A discussion in Grist this morning, features leters to the editor in the NYT by opponents of Brazilian sugar cane ethanol.

They cite a couple of negatives of cane ethanol.  Might as well cite all the reasons that fuel farming is a bad idea.

They forgot starvation and food riots.  And diversion from real solutions, like the following.

There are other sources for biogas (than the municipal waste mentioned in the letter to the editor), that actually reduce GHG dramatically.  Manure, organic garbage, and farm biomass waste.

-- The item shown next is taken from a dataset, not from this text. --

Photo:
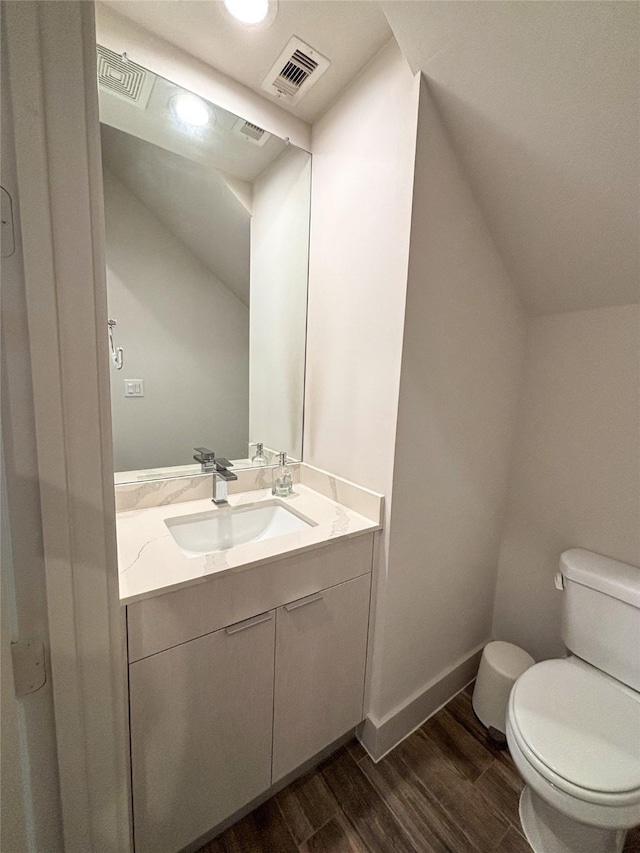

Since methane is 21 times worse a GHG than CO2, by converting these sources to biogas (before returning the resulting organic fertilizer byproduct to the soil), huge amounts of methane release are prevented.  The biogas can then be converted to electricity to backup a renewable power grid, it is easily stored for that purpose.

For every kwh worth of CO2 emitted (from using the biogas to generate power) 20 times that effective amount of GHG, in the form of methane is cancelled.  

Manure otherwise runs off into the ecosystem, combining with carbon stored as cellulose in dead plant matter in wetlands, for instance, to release methane.  One part of nitrogen (manure) to 30 parts carbon (in the cellulosic biomass in the wetlands) makes the perfect GHG generator.  Turning millenia of stored carbon into methane in the atmosphere.

If 5% of our energy came from biogas generated from these waste sources, 20 time that effective amount of GHG would be offset.  100% of our GHG emissions.  Methane as a backup for a renewable grid and as a backup fuel for plugin hybrid hypecar (ultralight, ultra-efficient) vehicles could replace fossil fuel use, oil, gas, and coal.  Climate disaster and dependence on foreign oil and soaring energy prices, all problems solved.  

Ethanol keeps gas guzzling going, diverting the political and financial capital to get this biogas backed up, renewable energy revolution going.